Role of PFRs and ROS Generation Mechanism

Figure 6.
(a) Detection of surface PFRs in biochar;
(b) Effect of PFR quenching on Ni–Cit removal by biochar;
(c) ¹O₂, (d) •OH, and (e) O₂•⁻ signals in 1KBC and TEA-treated samples;
(f) Schematic of ROS transformation pathways.

Persistent free radicals (PFRs) in biochar are closely linked to ROS formation. EPR results showed:

• 1KBC exhibited much higher PFR concentration than BC.

• PFRs had a g-value of 2.0034, characteristic of carbon-centered radicals adjacent to oxygen (e.g., phenoxy radicals).
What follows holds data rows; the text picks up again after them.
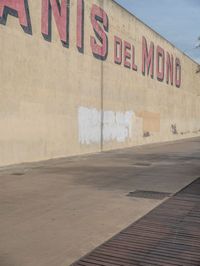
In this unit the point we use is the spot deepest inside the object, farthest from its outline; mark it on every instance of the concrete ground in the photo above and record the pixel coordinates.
(54, 212)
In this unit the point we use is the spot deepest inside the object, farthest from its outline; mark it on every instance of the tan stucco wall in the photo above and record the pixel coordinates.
(48, 92)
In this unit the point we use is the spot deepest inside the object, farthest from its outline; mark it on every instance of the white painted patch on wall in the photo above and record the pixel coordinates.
(117, 126)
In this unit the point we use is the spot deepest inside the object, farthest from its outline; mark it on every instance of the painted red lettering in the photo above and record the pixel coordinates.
(134, 66)
(18, 6)
(147, 58)
(117, 50)
(127, 54)
(160, 63)
(99, 15)
(170, 69)
(178, 73)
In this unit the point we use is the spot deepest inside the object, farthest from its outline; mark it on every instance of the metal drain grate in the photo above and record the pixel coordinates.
(18, 173)
(149, 194)
(168, 235)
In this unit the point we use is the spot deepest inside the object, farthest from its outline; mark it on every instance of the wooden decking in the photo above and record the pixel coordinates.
(168, 235)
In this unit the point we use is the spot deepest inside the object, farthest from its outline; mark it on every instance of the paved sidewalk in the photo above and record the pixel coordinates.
(168, 235)
(52, 213)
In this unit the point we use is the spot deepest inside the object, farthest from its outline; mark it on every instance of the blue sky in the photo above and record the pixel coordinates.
(176, 20)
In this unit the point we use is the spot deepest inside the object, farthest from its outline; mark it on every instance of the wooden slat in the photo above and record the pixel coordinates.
(168, 235)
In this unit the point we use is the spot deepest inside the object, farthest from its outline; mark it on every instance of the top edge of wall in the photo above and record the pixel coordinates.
(160, 35)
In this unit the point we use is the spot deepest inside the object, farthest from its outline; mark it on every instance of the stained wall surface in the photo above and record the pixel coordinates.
(58, 101)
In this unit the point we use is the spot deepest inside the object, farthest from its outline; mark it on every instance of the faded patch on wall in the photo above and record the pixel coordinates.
(151, 121)
(116, 126)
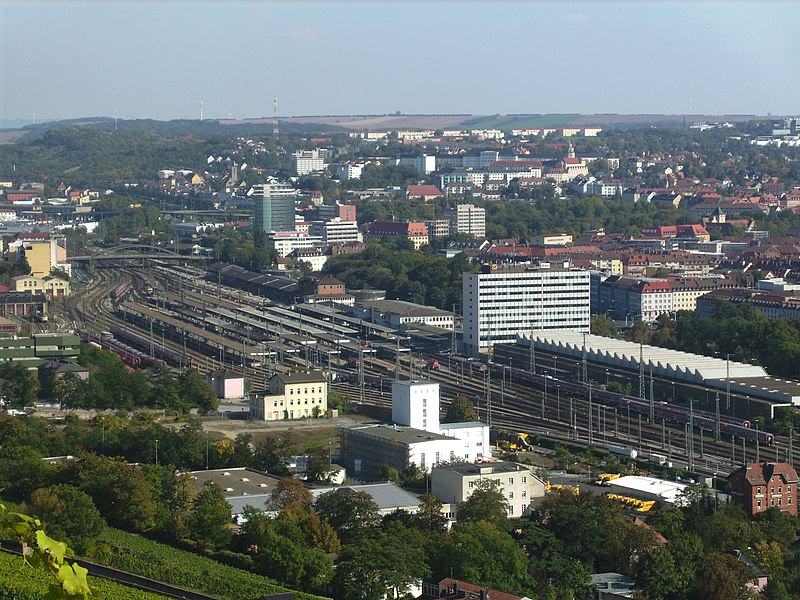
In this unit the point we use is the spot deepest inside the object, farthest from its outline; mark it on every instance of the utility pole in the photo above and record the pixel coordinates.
(585, 364)
(361, 393)
(590, 414)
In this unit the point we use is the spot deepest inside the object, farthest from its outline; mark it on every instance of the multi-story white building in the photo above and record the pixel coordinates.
(469, 219)
(501, 302)
(455, 483)
(308, 161)
(286, 242)
(291, 396)
(414, 437)
(336, 231)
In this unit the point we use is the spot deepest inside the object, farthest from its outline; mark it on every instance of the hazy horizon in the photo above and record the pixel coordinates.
(160, 60)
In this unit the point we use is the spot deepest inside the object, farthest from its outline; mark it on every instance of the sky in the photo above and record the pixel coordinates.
(162, 59)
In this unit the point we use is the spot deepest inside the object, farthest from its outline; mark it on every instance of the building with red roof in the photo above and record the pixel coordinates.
(761, 486)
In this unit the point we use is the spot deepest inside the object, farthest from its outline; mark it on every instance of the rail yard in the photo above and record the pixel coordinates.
(178, 316)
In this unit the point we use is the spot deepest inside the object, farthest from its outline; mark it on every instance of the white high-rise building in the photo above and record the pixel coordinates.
(502, 302)
(308, 161)
(469, 219)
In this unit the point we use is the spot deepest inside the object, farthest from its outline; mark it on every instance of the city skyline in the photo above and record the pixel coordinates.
(166, 60)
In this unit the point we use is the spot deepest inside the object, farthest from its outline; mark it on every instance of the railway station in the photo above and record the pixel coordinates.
(744, 390)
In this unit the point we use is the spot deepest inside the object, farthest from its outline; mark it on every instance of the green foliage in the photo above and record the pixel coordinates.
(210, 520)
(139, 555)
(480, 552)
(405, 274)
(379, 564)
(486, 503)
(47, 556)
(350, 513)
(461, 410)
(69, 514)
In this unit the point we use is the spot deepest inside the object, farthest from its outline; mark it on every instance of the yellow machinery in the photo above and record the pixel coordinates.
(634, 503)
(604, 478)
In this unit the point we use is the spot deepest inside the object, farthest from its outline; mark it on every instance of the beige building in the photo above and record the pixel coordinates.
(291, 396)
(52, 286)
(455, 483)
(43, 255)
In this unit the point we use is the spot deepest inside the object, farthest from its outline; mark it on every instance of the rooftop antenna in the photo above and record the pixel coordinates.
(275, 117)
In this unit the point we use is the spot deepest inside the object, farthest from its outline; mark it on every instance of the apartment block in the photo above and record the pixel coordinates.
(502, 302)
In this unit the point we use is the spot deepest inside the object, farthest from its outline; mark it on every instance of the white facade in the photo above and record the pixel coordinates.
(308, 161)
(469, 219)
(501, 304)
(286, 243)
(455, 483)
(416, 404)
(423, 163)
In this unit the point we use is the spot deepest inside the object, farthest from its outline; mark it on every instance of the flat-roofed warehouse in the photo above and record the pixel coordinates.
(676, 375)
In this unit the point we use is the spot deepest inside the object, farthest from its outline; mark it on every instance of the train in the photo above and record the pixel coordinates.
(130, 356)
(119, 291)
(669, 412)
(173, 357)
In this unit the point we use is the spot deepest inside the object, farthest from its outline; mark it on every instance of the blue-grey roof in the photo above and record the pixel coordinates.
(387, 496)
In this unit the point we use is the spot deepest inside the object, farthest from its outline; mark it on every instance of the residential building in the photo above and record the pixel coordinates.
(273, 206)
(455, 483)
(468, 219)
(423, 164)
(286, 242)
(52, 286)
(414, 231)
(425, 192)
(501, 302)
(440, 228)
(761, 486)
(291, 396)
(551, 239)
(454, 589)
(308, 161)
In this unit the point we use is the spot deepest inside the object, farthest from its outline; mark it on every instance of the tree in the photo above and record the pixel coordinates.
(720, 577)
(430, 516)
(481, 553)
(270, 456)
(290, 495)
(349, 512)
(461, 410)
(210, 519)
(380, 564)
(69, 514)
(120, 491)
(486, 503)
(656, 574)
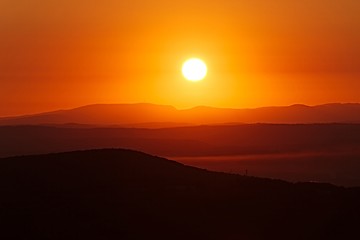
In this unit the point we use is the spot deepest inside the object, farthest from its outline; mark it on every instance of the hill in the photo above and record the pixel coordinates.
(123, 194)
(157, 116)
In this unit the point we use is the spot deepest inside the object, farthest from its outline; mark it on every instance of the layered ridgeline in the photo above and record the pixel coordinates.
(150, 115)
(123, 194)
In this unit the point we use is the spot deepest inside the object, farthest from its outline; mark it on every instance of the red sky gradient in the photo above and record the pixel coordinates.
(63, 54)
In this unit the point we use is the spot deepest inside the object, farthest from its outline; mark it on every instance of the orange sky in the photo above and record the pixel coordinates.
(63, 54)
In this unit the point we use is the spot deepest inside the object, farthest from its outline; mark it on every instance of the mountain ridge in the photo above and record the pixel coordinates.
(135, 114)
(125, 194)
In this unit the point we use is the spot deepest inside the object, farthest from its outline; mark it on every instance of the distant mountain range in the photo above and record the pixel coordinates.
(158, 116)
(123, 194)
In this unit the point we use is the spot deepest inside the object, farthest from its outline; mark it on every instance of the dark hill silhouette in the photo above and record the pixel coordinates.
(156, 116)
(123, 194)
(185, 141)
(296, 152)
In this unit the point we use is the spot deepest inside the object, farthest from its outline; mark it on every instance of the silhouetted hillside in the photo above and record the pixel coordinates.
(185, 141)
(156, 116)
(122, 194)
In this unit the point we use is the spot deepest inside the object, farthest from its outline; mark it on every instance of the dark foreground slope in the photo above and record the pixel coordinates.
(122, 194)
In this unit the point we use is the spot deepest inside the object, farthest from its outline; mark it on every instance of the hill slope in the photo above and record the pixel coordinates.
(122, 194)
(155, 116)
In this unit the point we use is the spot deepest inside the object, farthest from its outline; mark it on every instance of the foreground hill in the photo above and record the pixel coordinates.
(185, 141)
(157, 116)
(123, 194)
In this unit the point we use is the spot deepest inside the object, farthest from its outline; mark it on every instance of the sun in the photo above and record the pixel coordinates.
(194, 69)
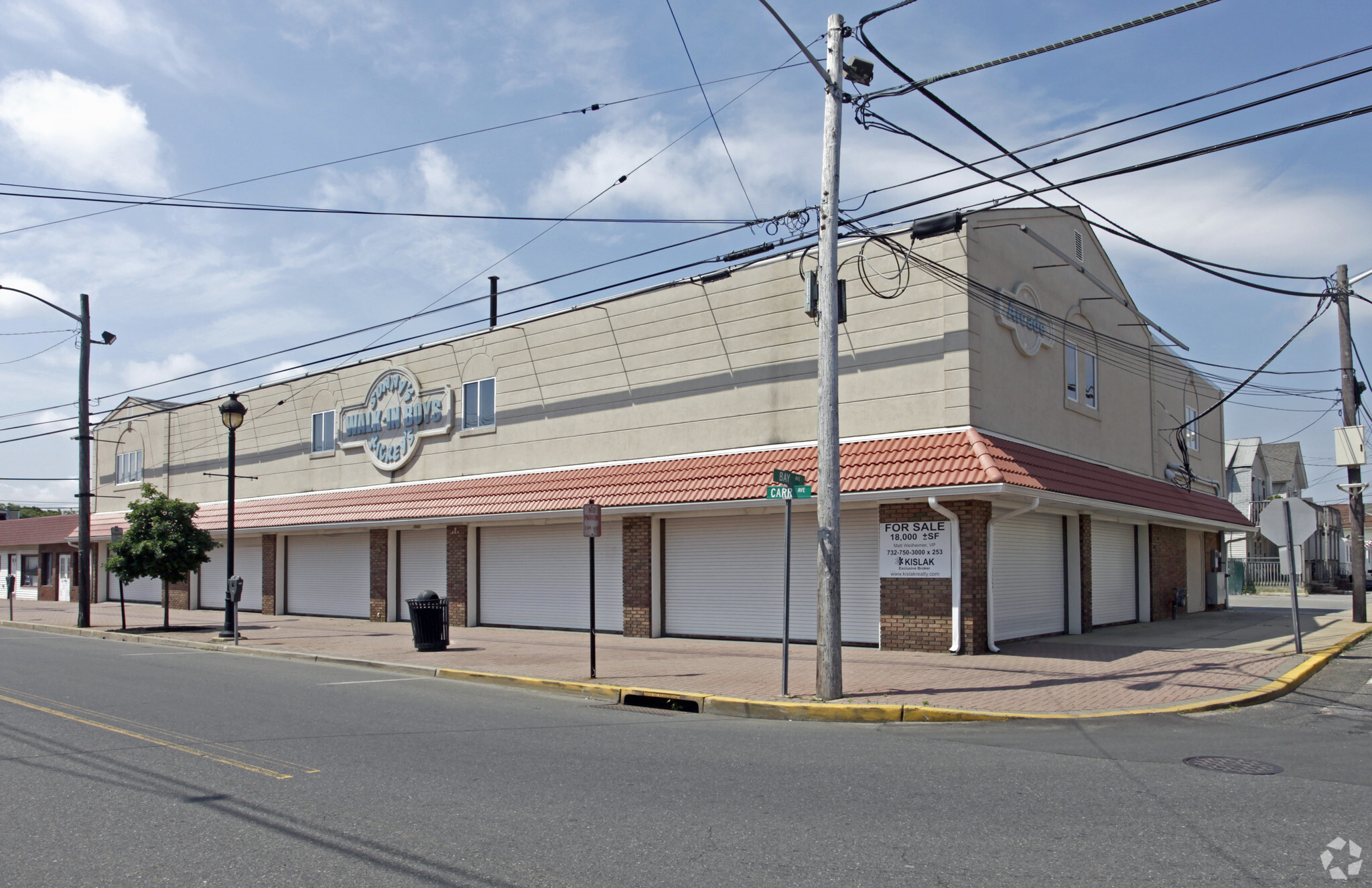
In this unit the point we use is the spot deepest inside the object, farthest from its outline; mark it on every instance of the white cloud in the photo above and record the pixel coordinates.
(82, 132)
(147, 373)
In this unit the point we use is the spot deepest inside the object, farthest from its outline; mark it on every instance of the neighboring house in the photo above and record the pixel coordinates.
(1286, 468)
(36, 554)
(1005, 368)
(1247, 485)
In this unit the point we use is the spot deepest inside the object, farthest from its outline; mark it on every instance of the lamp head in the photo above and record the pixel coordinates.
(232, 412)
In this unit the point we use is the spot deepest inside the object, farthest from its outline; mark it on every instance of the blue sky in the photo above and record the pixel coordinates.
(166, 98)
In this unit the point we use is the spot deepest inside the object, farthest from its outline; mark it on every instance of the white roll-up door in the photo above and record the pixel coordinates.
(1113, 597)
(1030, 585)
(423, 564)
(146, 590)
(724, 577)
(538, 577)
(328, 576)
(247, 563)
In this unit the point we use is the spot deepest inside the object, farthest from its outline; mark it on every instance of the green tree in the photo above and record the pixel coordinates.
(162, 541)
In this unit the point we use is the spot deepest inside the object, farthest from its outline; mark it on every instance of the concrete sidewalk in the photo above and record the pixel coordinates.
(1198, 657)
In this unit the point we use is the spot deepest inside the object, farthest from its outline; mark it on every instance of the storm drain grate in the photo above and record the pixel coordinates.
(1227, 765)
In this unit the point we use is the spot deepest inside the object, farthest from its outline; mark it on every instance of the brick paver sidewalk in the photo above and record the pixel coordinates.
(1026, 677)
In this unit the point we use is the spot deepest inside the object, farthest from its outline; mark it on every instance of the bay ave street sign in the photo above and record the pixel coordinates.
(1272, 522)
(917, 550)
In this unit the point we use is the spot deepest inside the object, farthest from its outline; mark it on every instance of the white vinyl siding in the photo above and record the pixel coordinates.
(328, 576)
(1028, 584)
(247, 563)
(1113, 598)
(538, 577)
(725, 577)
(423, 564)
(147, 590)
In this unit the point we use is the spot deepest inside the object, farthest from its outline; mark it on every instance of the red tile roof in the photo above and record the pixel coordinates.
(31, 531)
(896, 464)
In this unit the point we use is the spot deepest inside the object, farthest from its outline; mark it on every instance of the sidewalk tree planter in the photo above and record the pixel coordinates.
(162, 541)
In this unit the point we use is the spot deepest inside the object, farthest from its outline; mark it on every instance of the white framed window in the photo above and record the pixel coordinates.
(128, 467)
(1090, 394)
(322, 436)
(479, 404)
(1073, 394)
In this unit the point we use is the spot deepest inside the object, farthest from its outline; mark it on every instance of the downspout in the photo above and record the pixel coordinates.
(991, 551)
(957, 573)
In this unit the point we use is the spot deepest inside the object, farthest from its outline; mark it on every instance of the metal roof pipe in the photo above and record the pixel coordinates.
(991, 573)
(957, 573)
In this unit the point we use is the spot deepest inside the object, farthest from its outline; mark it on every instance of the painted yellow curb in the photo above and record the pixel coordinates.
(738, 707)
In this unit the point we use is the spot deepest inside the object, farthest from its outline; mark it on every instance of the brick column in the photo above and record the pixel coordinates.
(1084, 523)
(379, 556)
(179, 594)
(458, 576)
(268, 574)
(638, 577)
(1166, 567)
(917, 614)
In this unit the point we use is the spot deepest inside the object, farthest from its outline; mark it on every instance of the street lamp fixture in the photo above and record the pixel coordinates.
(231, 414)
(84, 495)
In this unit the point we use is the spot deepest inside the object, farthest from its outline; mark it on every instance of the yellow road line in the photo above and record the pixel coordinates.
(163, 731)
(137, 736)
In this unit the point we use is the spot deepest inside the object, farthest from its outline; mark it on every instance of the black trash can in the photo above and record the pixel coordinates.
(429, 621)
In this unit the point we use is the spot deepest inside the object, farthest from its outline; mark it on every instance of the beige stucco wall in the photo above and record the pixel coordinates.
(700, 367)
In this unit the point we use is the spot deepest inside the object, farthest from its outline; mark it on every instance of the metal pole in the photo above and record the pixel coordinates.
(1292, 566)
(829, 676)
(1357, 555)
(84, 474)
(231, 617)
(593, 606)
(785, 613)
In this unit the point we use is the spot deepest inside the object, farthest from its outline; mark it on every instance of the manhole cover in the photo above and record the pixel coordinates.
(1233, 766)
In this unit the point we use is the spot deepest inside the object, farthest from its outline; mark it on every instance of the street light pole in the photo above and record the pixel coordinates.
(84, 495)
(231, 414)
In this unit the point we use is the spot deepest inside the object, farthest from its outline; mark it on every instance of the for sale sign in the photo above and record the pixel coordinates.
(917, 550)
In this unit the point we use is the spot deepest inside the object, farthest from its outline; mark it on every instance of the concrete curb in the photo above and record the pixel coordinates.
(736, 707)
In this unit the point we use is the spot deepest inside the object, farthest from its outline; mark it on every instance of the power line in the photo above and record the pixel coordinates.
(405, 147)
(703, 95)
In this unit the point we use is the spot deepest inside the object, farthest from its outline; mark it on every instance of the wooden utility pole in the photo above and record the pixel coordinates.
(829, 670)
(1357, 558)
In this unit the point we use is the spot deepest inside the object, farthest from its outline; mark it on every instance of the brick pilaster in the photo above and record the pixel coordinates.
(458, 574)
(638, 577)
(379, 546)
(917, 614)
(268, 574)
(1084, 525)
(1166, 567)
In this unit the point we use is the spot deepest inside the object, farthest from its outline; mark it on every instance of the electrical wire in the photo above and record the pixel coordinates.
(705, 97)
(405, 147)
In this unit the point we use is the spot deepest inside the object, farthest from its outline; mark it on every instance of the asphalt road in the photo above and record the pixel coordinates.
(143, 765)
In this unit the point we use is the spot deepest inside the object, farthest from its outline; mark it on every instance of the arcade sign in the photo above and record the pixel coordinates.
(394, 416)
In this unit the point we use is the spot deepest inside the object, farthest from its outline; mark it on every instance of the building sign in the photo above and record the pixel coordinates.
(917, 550)
(394, 416)
(1020, 313)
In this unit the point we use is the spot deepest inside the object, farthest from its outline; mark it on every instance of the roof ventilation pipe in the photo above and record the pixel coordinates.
(1176, 470)
(957, 573)
(991, 573)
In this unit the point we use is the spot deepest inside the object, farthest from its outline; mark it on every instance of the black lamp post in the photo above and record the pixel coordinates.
(232, 414)
(84, 495)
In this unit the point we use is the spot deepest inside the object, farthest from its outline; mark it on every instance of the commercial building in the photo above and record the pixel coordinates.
(998, 386)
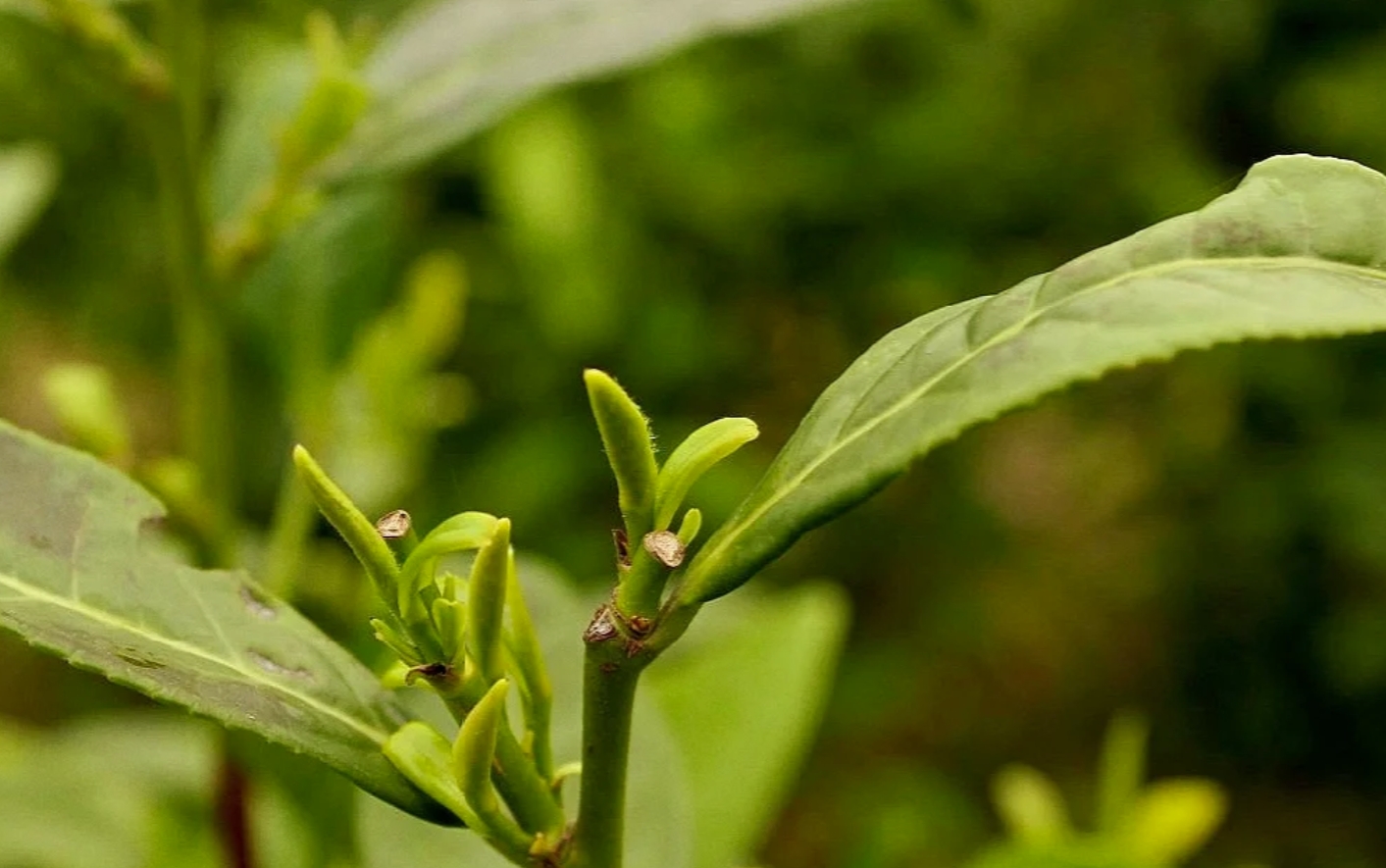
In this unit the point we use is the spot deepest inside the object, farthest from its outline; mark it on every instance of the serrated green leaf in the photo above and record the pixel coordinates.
(79, 577)
(450, 68)
(1296, 251)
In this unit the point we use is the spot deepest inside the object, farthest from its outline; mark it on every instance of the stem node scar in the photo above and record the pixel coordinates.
(601, 627)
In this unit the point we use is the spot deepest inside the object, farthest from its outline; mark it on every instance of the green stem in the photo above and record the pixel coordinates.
(203, 352)
(614, 662)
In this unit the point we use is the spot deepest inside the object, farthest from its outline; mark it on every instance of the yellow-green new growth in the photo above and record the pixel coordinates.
(355, 529)
(487, 602)
(473, 754)
(625, 433)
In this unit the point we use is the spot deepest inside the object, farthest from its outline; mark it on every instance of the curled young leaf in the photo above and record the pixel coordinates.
(80, 577)
(694, 456)
(625, 434)
(355, 529)
(473, 754)
(487, 602)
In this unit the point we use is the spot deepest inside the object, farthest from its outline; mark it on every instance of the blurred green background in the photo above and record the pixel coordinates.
(725, 230)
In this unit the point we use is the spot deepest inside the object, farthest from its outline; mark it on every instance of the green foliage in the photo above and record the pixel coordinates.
(1296, 251)
(82, 579)
(1151, 827)
(27, 174)
(769, 662)
(453, 67)
(724, 230)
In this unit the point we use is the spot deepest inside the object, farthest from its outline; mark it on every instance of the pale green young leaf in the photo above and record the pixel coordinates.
(453, 67)
(27, 175)
(1174, 818)
(80, 577)
(658, 821)
(1030, 804)
(769, 664)
(1296, 251)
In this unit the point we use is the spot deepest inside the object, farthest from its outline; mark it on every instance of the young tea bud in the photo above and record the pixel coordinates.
(692, 459)
(354, 527)
(487, 603)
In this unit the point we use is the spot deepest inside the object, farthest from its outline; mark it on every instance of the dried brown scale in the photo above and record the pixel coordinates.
(665, 548)
(393, 525)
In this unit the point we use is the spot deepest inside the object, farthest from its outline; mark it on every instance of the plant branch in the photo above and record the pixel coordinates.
(613, 666)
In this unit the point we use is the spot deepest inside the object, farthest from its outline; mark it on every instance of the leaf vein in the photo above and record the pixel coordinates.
(32, 593)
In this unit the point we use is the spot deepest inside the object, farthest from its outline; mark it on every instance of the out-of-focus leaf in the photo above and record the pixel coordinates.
(658, 821)
(1080, 854)
(91, 793)
(1298, 250)
(27, 174)
(389, 401)
(1174, 818)
(77, 579)
(1121, 770)
(744, 696)
(453, 67)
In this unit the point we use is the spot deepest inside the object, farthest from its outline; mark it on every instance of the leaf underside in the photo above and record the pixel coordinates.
(455, 67)
(80, 577)
(1296, 251)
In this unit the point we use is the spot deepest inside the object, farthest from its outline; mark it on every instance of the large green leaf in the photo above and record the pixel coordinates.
(80, 577)
(769, 663)
(453, 67)
(1298, 250)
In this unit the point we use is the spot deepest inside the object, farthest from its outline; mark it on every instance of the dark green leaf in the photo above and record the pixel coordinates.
(453, 67)
(1296, 251)
(80, 577)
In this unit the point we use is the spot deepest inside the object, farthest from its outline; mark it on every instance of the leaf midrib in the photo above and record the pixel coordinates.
(1268, 262)
(30, 592)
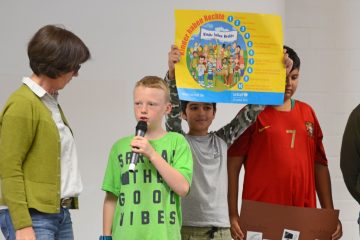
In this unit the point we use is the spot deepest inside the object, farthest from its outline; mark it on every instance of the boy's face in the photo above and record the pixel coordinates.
(150, 105)
(291, 83)
(199, 117)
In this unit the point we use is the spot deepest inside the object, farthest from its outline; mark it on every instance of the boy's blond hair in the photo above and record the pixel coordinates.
(154, 82)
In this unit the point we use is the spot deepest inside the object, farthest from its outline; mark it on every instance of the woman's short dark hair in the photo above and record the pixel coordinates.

• Triethylamine (TEA) effectively quenched PFRs, reducing Ni-Cit removal efficiency to ~50% and drastically lowering ROS levels.

The mechanism (Fig. 6f):

• Dissolved oxygen adsorbs onto the biochar surface.

• PFRs transfer electrons to O₂, forming O₂•⁻.

• O₂•⁻ initiates complex dissociation; subsequent ROS degrade the citrate ligand.

DFT Calculations and Mechanistic Insights

Figure 7.
(a) Optimized structure of Ni–Cit;
(b) Electrostatic potential (ESP) map;
(c) HOMO; (d) LUMO;
Fukui function isosurfaces of Ni–Cit:
(e) f⁻, (f) f⁺, (g) f⁰, (h) condensed dual descriptor (CDD), and (i) Fukui indices;
(j) Proposed degradation pathways of Ni–Cit.

Density functional theory (DFT) calculations clarified the molecular reaction pathways:

• Frontier molecular orbital and Fukui function analysis revealed that the Ni center is prone to nucleophilic attack, while the citrate ligand undergoes electrophilic reactions.

• O₂•⁻, with its strong nucleophilicity, targets the Ni center, breaking the Ni–Cit coordination.

• Citrate ligands degrade through two ROS-mediated pathways.

These theoretical results align with EPR findings and support the proposed mechanism.

KOH-modified biochar (1KBC) achieved 99.2% Ni removal from 50 mg/L Ni-Cit solution within 4 hours. The modification significantly enhanced porosity, surface functionality, and, critically, the concentration of persistent free radicals. These PFRs activated dissolved oxygen to generate ROS, among which O₂•⁻ acted as the primary species driving Ni-Cit dissociation. Subsequent ROS degraded the citrate ligand, while released Ni²⁺ was adsorbed onto the biochar.

This study demonstrates a sustainable "one-step dissociation and recovery" approach for treating metal–organic complexes, offering strong potential for future real-world applications.